La transmission familiale et les premières coopératives
Pendant longtemps, la filière repose exclusivement sur de petits élevages paysans où toute la famille participe à l’élevage, l’abattage et la transformation. Face à la demande croissante des villes et à l’exode rural du XIXe siècle, une première mutation émerge : la création de coopératives porcines.
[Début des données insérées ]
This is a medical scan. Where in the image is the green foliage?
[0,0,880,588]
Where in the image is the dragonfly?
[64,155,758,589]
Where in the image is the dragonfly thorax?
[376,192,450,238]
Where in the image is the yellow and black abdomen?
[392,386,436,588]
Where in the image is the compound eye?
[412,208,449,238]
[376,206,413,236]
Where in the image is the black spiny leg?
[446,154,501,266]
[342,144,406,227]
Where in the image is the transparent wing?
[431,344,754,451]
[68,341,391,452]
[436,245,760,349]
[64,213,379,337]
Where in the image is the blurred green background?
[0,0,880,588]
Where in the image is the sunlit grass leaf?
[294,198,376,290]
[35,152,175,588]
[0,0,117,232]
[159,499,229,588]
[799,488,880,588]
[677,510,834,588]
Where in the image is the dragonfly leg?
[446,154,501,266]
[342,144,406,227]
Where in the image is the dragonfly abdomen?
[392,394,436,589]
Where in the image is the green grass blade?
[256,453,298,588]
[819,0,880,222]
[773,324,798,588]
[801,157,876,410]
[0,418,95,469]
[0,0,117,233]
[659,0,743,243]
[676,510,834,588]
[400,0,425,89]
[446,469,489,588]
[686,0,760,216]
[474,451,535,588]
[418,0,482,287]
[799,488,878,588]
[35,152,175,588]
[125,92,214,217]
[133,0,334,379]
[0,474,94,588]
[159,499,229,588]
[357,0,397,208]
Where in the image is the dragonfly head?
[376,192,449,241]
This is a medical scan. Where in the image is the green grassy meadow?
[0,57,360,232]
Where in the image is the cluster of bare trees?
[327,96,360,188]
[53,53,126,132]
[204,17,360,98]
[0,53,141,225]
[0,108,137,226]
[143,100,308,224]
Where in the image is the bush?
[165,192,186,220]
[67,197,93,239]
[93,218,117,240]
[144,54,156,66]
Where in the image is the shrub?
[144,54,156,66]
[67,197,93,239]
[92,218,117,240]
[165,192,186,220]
Elles permettent aux producteurs de mutualiser la vente, la production d’aliments ou encore la commercialisation de charcuteries.
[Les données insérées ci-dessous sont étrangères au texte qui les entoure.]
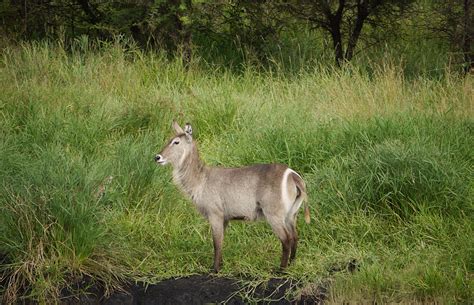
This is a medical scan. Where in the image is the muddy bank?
[61,275,328,305]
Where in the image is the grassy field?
[0,39,474,303]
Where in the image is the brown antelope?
[155,122,310,272]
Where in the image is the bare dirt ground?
[62,275,327,305]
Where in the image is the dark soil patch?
[62,275,328,305]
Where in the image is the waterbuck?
[155,122,310,273]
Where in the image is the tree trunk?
[344,1,369,61]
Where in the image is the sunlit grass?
[0,41,474,303]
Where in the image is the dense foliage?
[0,0,474,71]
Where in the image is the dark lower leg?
[280,238,291,269]
[290,236,298,263]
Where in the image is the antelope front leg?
[209,218,224,273]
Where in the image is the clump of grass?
[0,41,474,303]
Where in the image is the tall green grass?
[0,41,474,303]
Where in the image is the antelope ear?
[173,121,184,135]
[184,123,193,136]
[184,123,193,143]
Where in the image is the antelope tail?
[292,173,311,224]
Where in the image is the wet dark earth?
[61,275,328,305]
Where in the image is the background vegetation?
[0,1,474,303]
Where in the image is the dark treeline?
[0,0,474,71]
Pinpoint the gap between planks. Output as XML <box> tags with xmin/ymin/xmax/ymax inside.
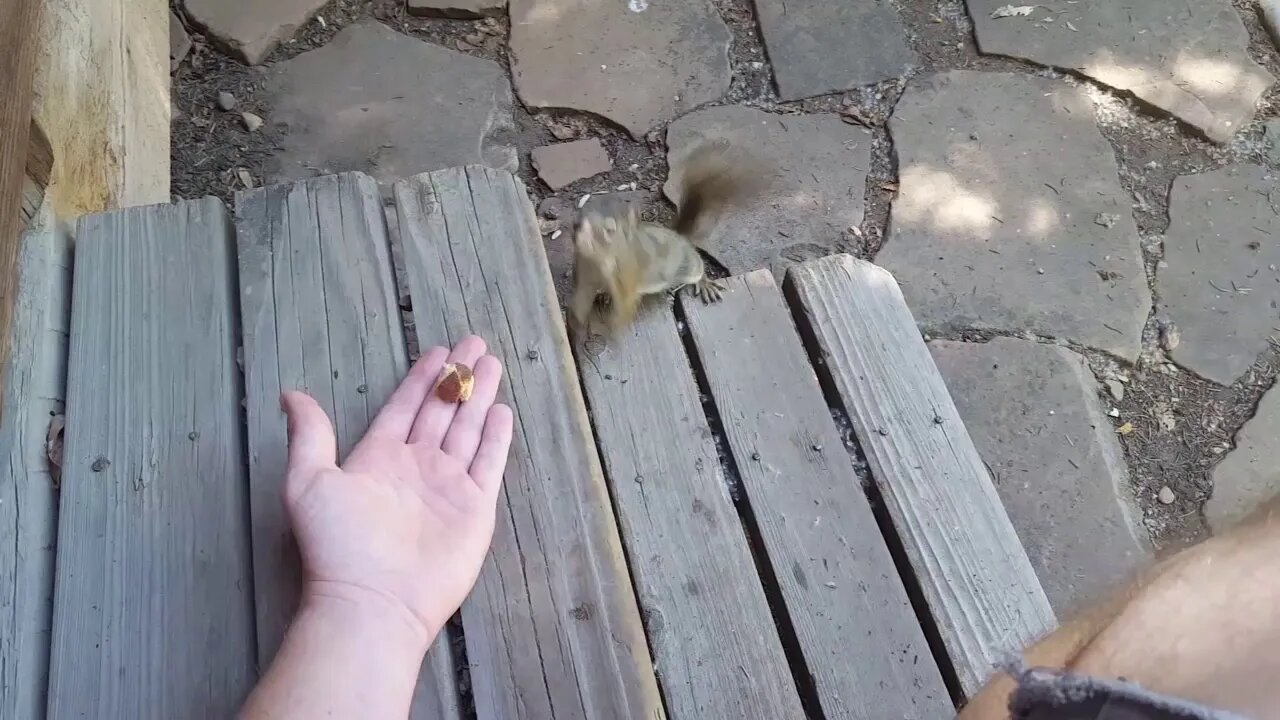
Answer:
<box><xmin>786</xmin><ymin>255</ymin><xmax>1057</xmax><ymax>697</ymax></box>
<box><xmin>681</xmin><ymin>270</ymin><xmax>954</xmax><ymax>719</ymax></box>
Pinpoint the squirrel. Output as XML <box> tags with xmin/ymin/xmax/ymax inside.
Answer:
<box><xmin>570</xmin><ymin>143</ymin><xmax>768</xmax><ymax>332</ymax></box>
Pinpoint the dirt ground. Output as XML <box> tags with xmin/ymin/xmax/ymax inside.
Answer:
<box><xmin>172</xmin><ymin>0</ymin><xmax>1280</xmax><ymax>550</ymax></box>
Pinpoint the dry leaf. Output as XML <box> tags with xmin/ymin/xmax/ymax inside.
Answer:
<box><xmin>991</xmin><ymin>5</ymin><xmax>1037</xmax><ymax>18</ymax></box>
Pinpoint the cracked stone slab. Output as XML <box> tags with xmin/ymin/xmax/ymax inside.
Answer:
<box><xmin>1261</xmin><ymin>0</ymin><xmax>1280</xmax><ymax>50</ymax></box>
<box><xmin>184</xmin><ymin>0</ymin><xmax>328</xmax><ymax>65</ymax></box>
<box><xmin>929</xmin><ymin>338</ymin><xmax>1152</xmax><ymax>616</ymax></box>
<box><xmin>968</xmin><ymin>0</ymin><xmax>1275</xmax><ymax>142</ymax></box>
<box><xmin>266</xmin><ymin>22</ymin><xmax>517</xmax><ymax>183</ymax></box>
<box><xmin>1204</xmin><ymin>388</ymin><xmax>1280</xmax><ymax>533</ymax></box>
<box><xmin>530</xmin><ymin>137</ymin><xmax>613</xmax><ymax>190</ymax></box>
<box><xmin>406</xmin><ymin>0</ymin><xmax>507</xmax><ymax>20</ymax></box>
<box><xmin>755</xmin><ymin>0</ymin><xmax>915</xmax><ymax>100</ymax></box>
<box><xmin>511</xmin><ymin>0</ymin><xmax>732</xmax><ymax>137</ymax></box>
<box><xmin>876</xmin><ymin>70</ymin><xmax>1151</xmax><ymax>360</ymax></box>
<box><xmin>663</xmin><ymin>106</ymin><xmax>872</xmax><ymax>278</ymax></box>
<box><xmin>1156</xmin><ymin>165</ymin><xmax>1280</xmax><ymax>384</ymax></box>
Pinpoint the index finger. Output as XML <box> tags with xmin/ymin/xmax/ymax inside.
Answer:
<box><xmin>369</xmin><ymin>347</ymin><xmax>449</xmax><ymax>442</ymax></box>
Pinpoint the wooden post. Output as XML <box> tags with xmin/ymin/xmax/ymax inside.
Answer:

- 1840 : apparition des premières “charcuteries-boucheries” dans les bourgs (source : Archives départementales de Meurthe-et-Moselle).
- 1945 : naissance des Sociétés Coopératives Agricoles d’Approvisionnement en Lorraine, qui jouent un rôle déterminant pour la structuration de la filière.
Le boom des années 70 : industrialisation et modernisation
Dans les années 1970-1980, la consommation de viande de porc explose avec la démocratisation du jambon blanc, des pâtés et du saucisson. Les exploitations se modernisent : on rationalise l’élevage, améliore l’alimentation animale (grâce aux céréales de la région comme le maïs), et se dote de bâtiments adaptés.
Quelques chiffres pour comprendre l’évolution :
- En 1970, la Lorraine comptait environ 2000 élevages de porcs (source : Chambre d’Agriculture Grand Est).
- En 1985, la production annuelle de porcs frôlait les 350 000 animaux (source : INSEE, historiques agricoles).
La région s’impose alors comme une plaque tournante pour la charcuterie, avec des marques phares qui émergent sur le marché national. On pense à la Maison Pierrat à Saucourt, ou encore à la charcuterie Robert à Vandoeuvre.